Porady Jędrusia dla początkujących piechurów
nr 1/2001 - ZIMA
Zima w tym roku dała znać o sobie dość wcześnie. Mrozek i spora ilość śniegu zachęcają do uprawiania białego szaleństwa, lecz nie powinny wprawić w zimowy sen również amatorów pieszych wędrówek.
Dziś pragnę udzielić kilku wskazówek dla tych, którzy wybierają się piechotą na poszukiwanie Yeti, a nie mają zbyt wielkiego doświadczenia w śnieżnym łazikowaniu.
- Pamiętajcie, że zimą dzień jest krótki, a noce bywają mroźne. Na wycieczki należy wyruszać wcześnie rano.
- Nawet niezbyt wysokie góry bywają zimą niedostępne i niebezpieczne.
- Stanowczo odradzam samotne wędrówki. Dwie osoby to dobry zespół na niezbyt długich trasach, odwiedzanych przez turystów. Na szlaki trudniejsze, górskie i mało uczęszczane, najlepiej iść w grupie czteroosobowej. Dobrze, by przynajmniej jeden uczestnik wyprawy był doświadczony i dobrze znał teren.
- Marsz po głębokim śniegu jest bardzo męczący. Nie planujcie dalekich wycieczek w okresie intensywnych opadów śniegu, gdy drogi są słabo "przetarte".
- Bądźcie przewidujący. Pogoda, zwłaszcza w górach, zmienia się bardzo szybko. Bądźcie zawsze przygotowani na intensywne opady śniegu lub deszczu, silny wiatr, niską temperaturę i gęstą mgłę.
- Ubierzcie się ciepło. Jeśli będzie za gorąco, zbędną odzież można schować do plecaka.
- Bardzo ważne są dobre buty. Powinny być ciepłe, wygodne, na tyle wysokie, by trzymały nogę w kostce, nie mogą być śliskie. Skórzane buty trzeba zabezpieczyć przed wilgocią preparatem woskowym lub w ostateczności zwykłą pastą do butów. Nie należy stosować past w płynie. Aby śnieg nie dostawał się do wnętrza butów, należy stosować ochraniacze.

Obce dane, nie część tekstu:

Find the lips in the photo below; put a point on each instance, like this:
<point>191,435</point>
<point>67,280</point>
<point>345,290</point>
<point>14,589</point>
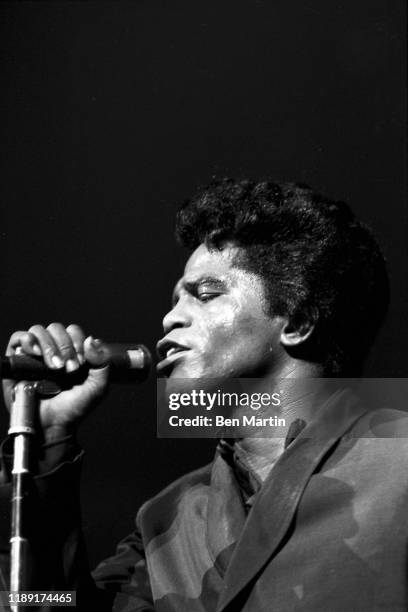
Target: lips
<point>168,351</point>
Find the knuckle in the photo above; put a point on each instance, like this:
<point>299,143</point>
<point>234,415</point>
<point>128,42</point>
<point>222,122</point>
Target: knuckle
<point>36,329</point>
<point>55,326</point>
<point>66,348</point>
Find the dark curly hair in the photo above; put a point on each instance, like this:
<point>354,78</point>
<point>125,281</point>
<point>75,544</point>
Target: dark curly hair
<point>319,264</point>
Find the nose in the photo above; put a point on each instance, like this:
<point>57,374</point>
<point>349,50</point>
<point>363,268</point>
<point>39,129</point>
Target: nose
<point>178,316</point>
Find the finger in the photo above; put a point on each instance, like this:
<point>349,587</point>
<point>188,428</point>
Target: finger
<point>96,353</point>
<point>48,346</point>
<point>78,338</point>
<point>65,346</point>
<point>23,342</point>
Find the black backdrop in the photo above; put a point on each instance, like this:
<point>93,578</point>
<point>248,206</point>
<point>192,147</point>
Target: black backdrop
<point>113,112</point>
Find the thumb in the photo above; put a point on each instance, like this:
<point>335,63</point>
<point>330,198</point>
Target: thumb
<point>97,355</point>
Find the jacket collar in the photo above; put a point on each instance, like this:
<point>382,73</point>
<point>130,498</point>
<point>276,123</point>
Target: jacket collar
<point>268,523</point>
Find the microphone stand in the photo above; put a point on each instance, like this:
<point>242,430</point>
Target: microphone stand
<point>22,418</point>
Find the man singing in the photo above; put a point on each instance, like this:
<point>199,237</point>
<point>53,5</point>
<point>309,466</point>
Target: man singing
<point>281,283</point>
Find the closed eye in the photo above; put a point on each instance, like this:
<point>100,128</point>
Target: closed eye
<point>206,296</point>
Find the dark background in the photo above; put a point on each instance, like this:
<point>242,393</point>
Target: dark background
<point>113,112</point>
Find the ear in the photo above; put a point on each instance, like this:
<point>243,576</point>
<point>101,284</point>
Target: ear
<point>296,334</point>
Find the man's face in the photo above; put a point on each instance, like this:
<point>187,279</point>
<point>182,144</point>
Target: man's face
<point>218,326</point>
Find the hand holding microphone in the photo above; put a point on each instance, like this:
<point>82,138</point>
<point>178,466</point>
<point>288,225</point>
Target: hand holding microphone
<point>65,355</point>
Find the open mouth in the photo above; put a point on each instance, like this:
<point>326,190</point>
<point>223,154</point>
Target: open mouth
<point>168,352</point>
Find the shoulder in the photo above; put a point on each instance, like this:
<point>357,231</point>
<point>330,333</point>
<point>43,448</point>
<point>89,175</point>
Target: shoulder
<point>164,505</point>
<point>384,423</point>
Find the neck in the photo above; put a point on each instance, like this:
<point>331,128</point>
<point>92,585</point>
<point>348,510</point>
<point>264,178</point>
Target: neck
<point>302,391</point>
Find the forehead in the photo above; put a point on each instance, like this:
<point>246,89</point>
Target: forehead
<point>214,261</point>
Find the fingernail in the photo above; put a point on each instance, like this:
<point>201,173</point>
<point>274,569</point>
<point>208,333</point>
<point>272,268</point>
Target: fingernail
<point>57,361</point>
<point>96,344</point>
<point>71,365</point>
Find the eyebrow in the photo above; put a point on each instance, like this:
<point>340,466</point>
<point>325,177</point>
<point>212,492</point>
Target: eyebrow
<point>192,285</point>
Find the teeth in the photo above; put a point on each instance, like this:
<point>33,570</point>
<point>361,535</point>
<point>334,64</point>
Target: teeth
<point>174,349</point>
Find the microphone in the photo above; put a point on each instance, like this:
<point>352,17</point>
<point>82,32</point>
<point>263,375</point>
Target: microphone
<point>128,363</point>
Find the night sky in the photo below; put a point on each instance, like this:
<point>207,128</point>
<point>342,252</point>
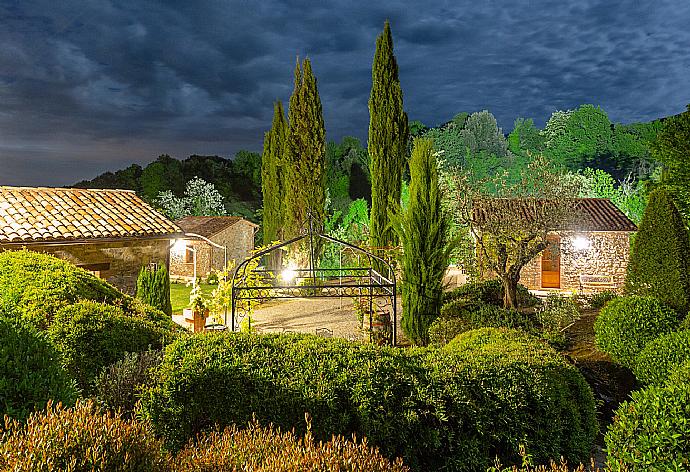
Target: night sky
<point>90,86</point>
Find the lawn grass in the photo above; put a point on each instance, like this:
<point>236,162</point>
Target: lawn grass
<point>179,295</point>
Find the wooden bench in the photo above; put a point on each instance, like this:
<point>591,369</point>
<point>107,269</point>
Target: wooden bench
<point>597,282</point>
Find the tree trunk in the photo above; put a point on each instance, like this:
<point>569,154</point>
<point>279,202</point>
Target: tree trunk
<point>510,291</point>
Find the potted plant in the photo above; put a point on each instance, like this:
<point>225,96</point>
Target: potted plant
<point>199,308</point>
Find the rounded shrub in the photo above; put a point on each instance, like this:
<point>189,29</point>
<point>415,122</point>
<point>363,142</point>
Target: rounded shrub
<point>626,324</point>
<point>80,439</point>
<point>270,450</point>
<point>505,389</point>
<point>662,356</point>
<point>31,372</point>
<point>650,432</point>
<point>91,336</point>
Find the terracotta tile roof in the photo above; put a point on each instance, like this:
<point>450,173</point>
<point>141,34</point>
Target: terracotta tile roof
<point>595,214</point>
<point>208,226</point>
<point>41,214</point>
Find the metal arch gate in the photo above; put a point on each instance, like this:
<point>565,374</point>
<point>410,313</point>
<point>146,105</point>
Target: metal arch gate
<point>377,289</point>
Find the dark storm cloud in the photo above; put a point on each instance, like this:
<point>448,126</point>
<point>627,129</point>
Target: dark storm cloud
<point>92,86</point>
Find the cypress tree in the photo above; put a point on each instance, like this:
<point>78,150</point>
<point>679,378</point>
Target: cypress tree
<point>424,232</point>
<point>272,184</point>
<point>305,152</point>
<point>388,135</point>
<point>659,264</point>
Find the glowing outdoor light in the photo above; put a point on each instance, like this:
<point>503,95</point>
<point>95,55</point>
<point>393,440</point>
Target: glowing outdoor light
<point>580,243</point>
<point>289,273</point>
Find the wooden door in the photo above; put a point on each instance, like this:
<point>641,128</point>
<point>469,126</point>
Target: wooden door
<point>551,264</point>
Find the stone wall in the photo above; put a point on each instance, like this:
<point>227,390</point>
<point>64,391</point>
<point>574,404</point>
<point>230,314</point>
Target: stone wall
<point>607,255</point>
<point>116,262</point>
<point>238,238</point>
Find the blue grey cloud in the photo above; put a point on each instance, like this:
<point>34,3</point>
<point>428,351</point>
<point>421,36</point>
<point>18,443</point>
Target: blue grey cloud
<point>93,86</point>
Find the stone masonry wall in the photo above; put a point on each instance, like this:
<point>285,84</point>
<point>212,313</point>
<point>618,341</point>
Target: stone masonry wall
<point>608,254</point>
<point>123,259</point>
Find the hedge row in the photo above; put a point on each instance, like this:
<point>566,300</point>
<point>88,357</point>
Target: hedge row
<point>459,407</point>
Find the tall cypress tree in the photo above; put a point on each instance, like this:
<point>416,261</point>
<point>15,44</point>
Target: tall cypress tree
<point>659,263</point>
<point>424,231</point>
<point>388,134</point>
<point>305,152</point>
<point>272,183</point>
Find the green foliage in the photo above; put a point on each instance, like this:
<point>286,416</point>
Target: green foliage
<point>651,431</point>
<point>661,356</point>
<point>388,137</point>
<point>34,285</point>
<point>91,336</point>
<point>153,288</point>
<point>272,177</point>
<point>270,450</point>
<point>626,324</point>
<point>118,386</point>
<point>305,153</point>
<point>30,371</point>
<point>80,439</point>
<point>424,232</point>
<point>490,292</point>
<point>672,149</point>
<point>493,377</point>
<point>430,407</point>
<point>660,261</point>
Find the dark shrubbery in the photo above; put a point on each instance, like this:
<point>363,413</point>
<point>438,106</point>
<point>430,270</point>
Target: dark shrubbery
<point>662,356</point>
<point>504,388</point>
<point>660,259</point>
<point>433,408</point>
<point>489,292</point>
<point>270,450</point>
<point>30,371</point>
<point>81,439</point>
<point>34,286</point>
<point>626,324</point>
<point>91,336</point>
<point>153,288</point>
<point>118,387</point>
<point>650,432</point>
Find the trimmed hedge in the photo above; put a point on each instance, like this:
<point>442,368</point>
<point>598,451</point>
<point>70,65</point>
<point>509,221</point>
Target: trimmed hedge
<point>424,405</point>
<point>662,356</point>
<point>489,292</point>
<point>31,371</point>
<point>626,324</point>
<point>81,439</point>
<point>652,431</point>
<point>91,336</point>
<point>503,389</point>
<point>270,450</point>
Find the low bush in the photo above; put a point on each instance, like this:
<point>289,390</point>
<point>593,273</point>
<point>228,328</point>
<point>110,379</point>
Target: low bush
<point>626,324</point>
<point>504,389</point>
<point>434,408</point>
<point>31,371</point>
<point>489,292</point>
<point>79,439</point>
<point>459,315</point>
<point>91,336</point>
<point>270,450</point>
<point>35,285</point>
<point>650,432</point>
<point>118,387</point>
<point>662,356</point>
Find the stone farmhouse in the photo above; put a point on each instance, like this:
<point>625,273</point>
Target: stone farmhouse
<point>591,254</point>
<point>111,233</point>
<point>210,241</point>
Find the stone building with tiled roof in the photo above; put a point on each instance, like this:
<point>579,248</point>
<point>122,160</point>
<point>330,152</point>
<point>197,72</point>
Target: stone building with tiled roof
<point>231,238</point>
<point>590,254</point>
<point>112,233</point>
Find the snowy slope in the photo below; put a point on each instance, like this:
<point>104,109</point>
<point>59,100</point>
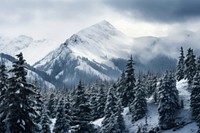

- Nawet na krótki spacer weźcie ze sobą taki ekwipunek, jakbyście szli na całodzienną wycieczkę. Z takich zimowych spacerków często wraca się po zmroku. W plecaku zawsze trzeba mieć: latarkę, mapę, kompas, zapałki, podręczną apteczkę, tabliczkę czekolady lub glukozę, ciepły sweter i skarpety na zmianę. Najlepiej zabrać też coś do jedzenia i termos z gorącą herbatą lub kawą.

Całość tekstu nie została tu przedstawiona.